The roofline model tells you the maximum achievable performance given intensity $I$ :

$\text{Performance} = \min(I \times \text{Memory Bandwidth}, \text{Peak FLOPs})$

For an A100:

Peak FP32 performance: 19.5 TFLOP/s
HBM bandwidth: 2,000 GB/s
Ridge point: 19,500 / 2,000 = 9.75 FLOPs/byte

Any operation below 9.75 FLOPs/byte is memory-bound on an A100. The kernel spends most of its time waiting for data, not computing.

Operation	FLOPs/element	Bytes/element	Intensity	Bound
Vector copy	0	8	0	Memory
Bias add	1	12	0.08	Memory
GELU	~20	8	2.5	Memory
Fused bias+GELU	~21	8	2.6	Memory
Matrix multiply (large)	2N	4	N/2	Compute

The bias+GELU fusion does not change whether the operation is memory-bound. It changes how many times you go to memory. Unfused, you access HBM 4 times (read bias, read x, write intermediate, read intermediate, write output - 5 trips, though two inputs share one read). Fused, you access HBM 2 times (read x+bias, write output). The arithmetic intensity is the same; the memory traffic is halved.

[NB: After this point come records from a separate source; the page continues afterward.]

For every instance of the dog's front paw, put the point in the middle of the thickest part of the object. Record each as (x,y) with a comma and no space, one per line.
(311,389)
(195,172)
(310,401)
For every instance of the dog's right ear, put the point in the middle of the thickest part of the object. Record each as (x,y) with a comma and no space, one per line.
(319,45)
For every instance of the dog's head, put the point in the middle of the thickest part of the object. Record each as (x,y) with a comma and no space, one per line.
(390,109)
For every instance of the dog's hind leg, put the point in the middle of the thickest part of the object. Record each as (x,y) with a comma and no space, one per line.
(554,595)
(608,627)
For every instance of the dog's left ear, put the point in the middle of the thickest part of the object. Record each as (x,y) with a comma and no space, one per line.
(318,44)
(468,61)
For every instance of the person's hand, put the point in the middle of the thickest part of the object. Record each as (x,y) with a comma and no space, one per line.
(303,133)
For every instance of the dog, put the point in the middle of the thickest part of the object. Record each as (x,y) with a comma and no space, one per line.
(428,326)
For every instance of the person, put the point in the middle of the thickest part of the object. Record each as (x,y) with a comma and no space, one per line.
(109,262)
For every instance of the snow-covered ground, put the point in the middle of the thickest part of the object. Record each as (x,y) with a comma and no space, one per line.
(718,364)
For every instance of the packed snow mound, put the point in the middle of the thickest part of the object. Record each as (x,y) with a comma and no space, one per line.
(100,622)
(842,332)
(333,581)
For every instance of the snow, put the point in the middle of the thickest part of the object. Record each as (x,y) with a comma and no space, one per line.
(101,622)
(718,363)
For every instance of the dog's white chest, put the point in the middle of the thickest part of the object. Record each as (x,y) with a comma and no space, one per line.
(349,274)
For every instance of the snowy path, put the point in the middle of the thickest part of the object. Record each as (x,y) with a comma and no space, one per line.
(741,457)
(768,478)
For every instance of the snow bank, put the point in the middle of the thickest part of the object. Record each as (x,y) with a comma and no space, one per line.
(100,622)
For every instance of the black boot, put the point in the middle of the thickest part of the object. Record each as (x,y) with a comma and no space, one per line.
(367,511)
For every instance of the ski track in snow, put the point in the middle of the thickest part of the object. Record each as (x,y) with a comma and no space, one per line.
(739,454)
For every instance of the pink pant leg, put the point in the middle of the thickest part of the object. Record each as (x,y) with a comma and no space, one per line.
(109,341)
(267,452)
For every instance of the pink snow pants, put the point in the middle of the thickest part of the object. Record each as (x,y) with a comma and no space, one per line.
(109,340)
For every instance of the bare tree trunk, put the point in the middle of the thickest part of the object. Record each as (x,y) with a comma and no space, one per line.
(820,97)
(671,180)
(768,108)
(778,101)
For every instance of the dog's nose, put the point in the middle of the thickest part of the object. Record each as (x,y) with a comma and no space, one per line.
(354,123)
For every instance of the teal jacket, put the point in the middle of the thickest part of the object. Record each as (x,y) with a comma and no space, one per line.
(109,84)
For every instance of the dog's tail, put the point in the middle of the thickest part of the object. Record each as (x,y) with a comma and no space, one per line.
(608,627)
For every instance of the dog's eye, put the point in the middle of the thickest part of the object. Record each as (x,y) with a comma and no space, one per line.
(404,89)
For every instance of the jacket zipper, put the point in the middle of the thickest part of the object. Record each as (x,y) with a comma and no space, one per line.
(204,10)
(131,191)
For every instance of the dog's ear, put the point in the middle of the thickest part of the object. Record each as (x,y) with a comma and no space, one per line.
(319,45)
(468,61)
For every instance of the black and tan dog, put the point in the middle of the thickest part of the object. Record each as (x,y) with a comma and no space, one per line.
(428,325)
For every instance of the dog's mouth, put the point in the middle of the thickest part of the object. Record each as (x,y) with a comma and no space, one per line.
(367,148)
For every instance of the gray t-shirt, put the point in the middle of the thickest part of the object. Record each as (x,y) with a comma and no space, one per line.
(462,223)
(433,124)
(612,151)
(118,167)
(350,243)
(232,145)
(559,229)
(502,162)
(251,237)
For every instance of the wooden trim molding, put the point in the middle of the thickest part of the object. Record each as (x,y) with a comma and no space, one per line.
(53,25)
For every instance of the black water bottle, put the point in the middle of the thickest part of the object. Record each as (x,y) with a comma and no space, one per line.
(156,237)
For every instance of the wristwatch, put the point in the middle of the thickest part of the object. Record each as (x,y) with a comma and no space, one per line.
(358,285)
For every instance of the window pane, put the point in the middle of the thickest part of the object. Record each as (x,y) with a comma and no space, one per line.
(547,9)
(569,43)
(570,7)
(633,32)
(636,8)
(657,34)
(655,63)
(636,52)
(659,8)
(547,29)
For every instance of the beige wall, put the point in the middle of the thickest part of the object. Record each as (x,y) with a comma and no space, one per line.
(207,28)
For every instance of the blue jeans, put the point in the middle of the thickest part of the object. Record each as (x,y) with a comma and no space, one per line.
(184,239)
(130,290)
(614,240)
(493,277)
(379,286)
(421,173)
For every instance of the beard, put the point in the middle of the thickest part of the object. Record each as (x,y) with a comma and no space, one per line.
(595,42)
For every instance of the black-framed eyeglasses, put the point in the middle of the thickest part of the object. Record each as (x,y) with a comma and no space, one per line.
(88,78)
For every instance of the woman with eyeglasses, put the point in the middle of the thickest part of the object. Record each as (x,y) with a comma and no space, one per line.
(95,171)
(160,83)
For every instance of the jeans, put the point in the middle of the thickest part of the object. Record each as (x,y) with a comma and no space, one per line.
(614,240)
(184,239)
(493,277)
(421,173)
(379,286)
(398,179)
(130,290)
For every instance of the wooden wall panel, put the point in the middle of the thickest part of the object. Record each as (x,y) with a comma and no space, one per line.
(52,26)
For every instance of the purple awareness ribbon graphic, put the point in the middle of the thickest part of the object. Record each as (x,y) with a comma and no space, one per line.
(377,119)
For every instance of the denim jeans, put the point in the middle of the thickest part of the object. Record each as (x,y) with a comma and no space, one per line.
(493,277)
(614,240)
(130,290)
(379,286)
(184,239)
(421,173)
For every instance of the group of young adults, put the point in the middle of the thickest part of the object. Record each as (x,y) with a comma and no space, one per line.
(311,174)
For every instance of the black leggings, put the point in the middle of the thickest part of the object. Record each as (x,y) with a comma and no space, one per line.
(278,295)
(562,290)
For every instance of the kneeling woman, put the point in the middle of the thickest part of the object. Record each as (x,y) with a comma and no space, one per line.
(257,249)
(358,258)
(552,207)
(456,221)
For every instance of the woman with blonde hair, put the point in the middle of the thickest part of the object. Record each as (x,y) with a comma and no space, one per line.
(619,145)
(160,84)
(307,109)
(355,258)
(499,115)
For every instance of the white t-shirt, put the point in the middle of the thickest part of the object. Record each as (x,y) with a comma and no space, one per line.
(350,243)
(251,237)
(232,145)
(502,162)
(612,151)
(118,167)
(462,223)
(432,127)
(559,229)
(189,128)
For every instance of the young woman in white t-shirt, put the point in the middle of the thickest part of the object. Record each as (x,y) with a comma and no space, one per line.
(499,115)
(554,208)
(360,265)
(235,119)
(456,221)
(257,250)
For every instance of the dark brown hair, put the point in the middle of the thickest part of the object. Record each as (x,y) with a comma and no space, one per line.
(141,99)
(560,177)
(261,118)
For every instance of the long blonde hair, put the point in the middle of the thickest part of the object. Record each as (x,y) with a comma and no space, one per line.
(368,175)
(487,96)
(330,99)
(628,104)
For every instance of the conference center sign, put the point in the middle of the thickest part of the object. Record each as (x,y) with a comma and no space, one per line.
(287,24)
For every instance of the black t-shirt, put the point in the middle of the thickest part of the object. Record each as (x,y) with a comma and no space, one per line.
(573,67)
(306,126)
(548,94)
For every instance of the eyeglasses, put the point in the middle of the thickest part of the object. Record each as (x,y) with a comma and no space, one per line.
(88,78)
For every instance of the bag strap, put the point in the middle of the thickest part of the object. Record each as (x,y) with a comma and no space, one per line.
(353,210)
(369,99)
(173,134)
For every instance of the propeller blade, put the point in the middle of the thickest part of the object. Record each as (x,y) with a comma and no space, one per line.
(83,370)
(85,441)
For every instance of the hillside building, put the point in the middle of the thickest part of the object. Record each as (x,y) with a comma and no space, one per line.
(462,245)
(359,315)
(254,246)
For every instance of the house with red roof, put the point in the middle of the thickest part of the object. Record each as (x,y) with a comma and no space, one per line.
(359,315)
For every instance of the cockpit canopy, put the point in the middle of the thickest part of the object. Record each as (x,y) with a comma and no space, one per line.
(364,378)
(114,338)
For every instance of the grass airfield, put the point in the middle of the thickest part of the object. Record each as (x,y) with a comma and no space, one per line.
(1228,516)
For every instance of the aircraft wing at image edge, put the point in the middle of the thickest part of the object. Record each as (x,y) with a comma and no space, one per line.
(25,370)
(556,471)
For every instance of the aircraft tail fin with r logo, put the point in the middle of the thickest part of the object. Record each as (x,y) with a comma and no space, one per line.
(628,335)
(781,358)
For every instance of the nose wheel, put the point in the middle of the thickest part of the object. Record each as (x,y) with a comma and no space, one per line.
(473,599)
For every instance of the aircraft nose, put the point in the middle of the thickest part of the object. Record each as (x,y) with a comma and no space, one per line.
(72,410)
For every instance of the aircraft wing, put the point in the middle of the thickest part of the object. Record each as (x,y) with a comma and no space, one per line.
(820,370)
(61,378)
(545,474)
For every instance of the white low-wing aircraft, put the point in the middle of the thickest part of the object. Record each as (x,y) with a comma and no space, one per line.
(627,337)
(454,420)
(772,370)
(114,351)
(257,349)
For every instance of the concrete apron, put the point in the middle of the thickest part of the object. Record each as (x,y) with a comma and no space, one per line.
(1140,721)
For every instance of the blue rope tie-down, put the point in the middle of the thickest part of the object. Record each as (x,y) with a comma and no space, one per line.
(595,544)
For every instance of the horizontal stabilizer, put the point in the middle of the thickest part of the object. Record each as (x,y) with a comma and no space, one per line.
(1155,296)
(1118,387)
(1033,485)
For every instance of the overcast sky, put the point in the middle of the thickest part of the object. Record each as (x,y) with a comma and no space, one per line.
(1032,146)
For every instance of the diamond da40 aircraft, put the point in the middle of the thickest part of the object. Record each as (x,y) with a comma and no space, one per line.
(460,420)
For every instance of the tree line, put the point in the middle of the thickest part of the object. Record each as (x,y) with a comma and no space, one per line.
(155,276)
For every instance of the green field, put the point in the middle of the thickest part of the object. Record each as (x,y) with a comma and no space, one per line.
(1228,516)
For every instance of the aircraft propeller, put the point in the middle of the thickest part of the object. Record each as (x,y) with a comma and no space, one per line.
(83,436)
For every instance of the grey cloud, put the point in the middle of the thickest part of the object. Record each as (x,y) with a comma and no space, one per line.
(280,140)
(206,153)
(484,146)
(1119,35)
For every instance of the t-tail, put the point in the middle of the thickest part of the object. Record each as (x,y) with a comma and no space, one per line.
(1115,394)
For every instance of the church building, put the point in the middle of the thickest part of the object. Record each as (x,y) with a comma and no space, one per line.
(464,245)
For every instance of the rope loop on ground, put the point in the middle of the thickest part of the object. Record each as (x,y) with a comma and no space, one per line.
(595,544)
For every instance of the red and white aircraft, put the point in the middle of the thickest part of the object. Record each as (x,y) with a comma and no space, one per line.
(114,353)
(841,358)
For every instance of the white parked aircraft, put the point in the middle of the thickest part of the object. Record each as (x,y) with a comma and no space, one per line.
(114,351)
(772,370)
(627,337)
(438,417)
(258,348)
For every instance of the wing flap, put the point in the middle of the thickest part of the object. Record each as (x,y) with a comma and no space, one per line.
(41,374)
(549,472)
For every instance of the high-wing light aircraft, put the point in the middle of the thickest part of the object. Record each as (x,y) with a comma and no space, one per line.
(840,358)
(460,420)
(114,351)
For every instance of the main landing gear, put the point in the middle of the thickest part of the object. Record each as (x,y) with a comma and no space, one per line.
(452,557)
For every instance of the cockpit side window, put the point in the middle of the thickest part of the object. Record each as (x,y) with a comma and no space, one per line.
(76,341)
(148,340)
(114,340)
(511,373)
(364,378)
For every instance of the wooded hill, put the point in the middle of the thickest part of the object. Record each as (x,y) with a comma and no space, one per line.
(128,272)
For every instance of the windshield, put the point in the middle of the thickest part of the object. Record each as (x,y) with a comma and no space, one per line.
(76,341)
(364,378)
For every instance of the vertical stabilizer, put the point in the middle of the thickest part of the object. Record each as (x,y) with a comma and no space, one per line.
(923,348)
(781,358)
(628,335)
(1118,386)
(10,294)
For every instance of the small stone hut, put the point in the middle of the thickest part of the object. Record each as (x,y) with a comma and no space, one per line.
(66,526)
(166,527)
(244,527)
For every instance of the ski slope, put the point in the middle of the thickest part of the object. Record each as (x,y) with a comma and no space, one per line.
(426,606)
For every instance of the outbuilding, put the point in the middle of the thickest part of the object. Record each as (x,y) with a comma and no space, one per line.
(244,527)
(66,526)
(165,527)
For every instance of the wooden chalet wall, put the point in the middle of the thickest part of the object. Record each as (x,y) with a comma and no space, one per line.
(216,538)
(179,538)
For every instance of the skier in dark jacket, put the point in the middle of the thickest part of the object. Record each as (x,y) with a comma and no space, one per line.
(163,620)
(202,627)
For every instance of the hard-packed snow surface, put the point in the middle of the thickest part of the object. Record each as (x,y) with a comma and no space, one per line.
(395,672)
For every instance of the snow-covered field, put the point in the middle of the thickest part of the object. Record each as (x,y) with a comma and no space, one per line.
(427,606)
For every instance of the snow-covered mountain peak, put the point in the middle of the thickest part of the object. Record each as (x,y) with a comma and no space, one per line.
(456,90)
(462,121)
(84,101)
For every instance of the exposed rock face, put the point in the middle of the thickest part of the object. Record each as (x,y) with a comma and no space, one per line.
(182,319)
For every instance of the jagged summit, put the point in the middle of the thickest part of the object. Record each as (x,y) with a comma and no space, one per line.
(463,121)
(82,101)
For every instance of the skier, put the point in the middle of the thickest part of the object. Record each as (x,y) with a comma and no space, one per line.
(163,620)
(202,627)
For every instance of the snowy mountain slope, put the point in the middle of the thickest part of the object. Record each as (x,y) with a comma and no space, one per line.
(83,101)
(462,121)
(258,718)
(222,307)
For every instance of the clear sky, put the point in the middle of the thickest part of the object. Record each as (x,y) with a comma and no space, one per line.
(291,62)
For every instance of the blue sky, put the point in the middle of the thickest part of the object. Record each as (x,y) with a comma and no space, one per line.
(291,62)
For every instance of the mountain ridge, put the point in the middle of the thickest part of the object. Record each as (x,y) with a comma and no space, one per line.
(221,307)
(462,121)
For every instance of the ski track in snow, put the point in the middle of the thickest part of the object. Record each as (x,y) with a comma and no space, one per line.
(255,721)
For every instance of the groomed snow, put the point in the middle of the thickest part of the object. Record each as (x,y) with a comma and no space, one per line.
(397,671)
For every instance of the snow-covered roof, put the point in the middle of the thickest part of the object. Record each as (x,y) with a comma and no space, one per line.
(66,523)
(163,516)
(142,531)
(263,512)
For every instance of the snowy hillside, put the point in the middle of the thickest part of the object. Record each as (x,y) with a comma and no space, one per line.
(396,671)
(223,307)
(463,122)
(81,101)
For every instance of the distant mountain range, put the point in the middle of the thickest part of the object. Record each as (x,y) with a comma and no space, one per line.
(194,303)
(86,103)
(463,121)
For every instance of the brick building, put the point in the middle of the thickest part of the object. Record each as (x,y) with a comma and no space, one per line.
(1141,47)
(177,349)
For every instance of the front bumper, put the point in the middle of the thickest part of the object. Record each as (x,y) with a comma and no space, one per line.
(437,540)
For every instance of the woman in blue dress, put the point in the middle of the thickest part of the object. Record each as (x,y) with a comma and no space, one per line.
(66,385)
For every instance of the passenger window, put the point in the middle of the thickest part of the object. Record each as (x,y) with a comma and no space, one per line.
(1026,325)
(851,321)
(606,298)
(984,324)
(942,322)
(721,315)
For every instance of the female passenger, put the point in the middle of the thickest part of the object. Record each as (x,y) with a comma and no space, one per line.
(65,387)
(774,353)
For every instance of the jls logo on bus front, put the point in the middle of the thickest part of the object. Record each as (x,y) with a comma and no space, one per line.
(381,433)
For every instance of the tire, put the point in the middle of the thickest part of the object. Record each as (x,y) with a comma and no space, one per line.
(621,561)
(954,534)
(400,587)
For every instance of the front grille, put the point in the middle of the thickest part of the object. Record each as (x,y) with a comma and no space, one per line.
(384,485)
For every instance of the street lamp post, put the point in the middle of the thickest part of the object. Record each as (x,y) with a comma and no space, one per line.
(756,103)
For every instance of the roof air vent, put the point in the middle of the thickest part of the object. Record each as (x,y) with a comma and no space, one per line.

The Five Steps to Writing a Production Kernel

flowchart TD
    A["1. Identify Operation<br/>What computation + memory pattern?"]:::blue
    B["2. Calculate Intensity<br/>Memory-bound or compute-bound?"]:::blue
    C["3. Write Kernel Body<br/>Thread indexing, computation, bounds check"]:::green
    D["4. Choose Launch Config<br/>Block size, grid size, shared memory"]:::purple
    E["5. Benchmark<br/>Compare against baseline, check correctness"]:::orange

    A --> B --> C --> D --> E

classDef blue fill:#dbeafe,color:#1e293b,stroke:#2563eb
classDef green fill:#dcfce7,color:#14532d,stroke:#16a34a
classDef purple fill:#ede9fe,color:#4c1d95,stroke:#7c3aed
classDef orange fill:#ffedd5,color:#7c2d12,stroke:#ea580c

Step 1: Identify the Operation

We will build a fused bias + GELU kernel. This appears in virtually every Transformer FFN layer:

# In every transformer FFN block, somewhere:
hidden = linear(x)           # shape: [batch, seq, hidden]
hidden = hidden + bias        # bias: [hidden]
hidden = gelu(hidden)         # element-wise nonlinearity

The bias add and GELU are pure element-wise operations. Every output element depends only on the corresponding input element and the corresponding bias value. No data dependencies between elements. This is the ideal candidate for a fused kernel.

Memory access pattern: Each thread reads one element of x, reads the corresponding bias (indexed by column), computes GELU, writes one element of output. This is a streaming pattern - no reuse, pure throughput.

Step 2: Calculate Arithmetic Intensity

For a tensor of shape [B, H] (batch size B, hidden dimension H):

Reads: B * H floats (input) + H floats (bias) = (B+1) * H floats
Writes: B * H floats (output)
Total bytes: (2B+1) * H * 4 bytes
FLOPs: B * H * ~20 (GELU approximation requires ~20 FP ops)

For B=512, H=4096:

$I = \frac{512 \times 4096 \times 20}{(1025 \times 4096) \times 4} \approx \frac{41.9M}{16.8M} \approx 2.5 \text{ FLOPs/byte}$

2.5 FLOPs/byte is well below the A100 ridge point of 9.75. This operation is memory-bound. The optimization is entirely about reducing memory traffic, which fusion provides.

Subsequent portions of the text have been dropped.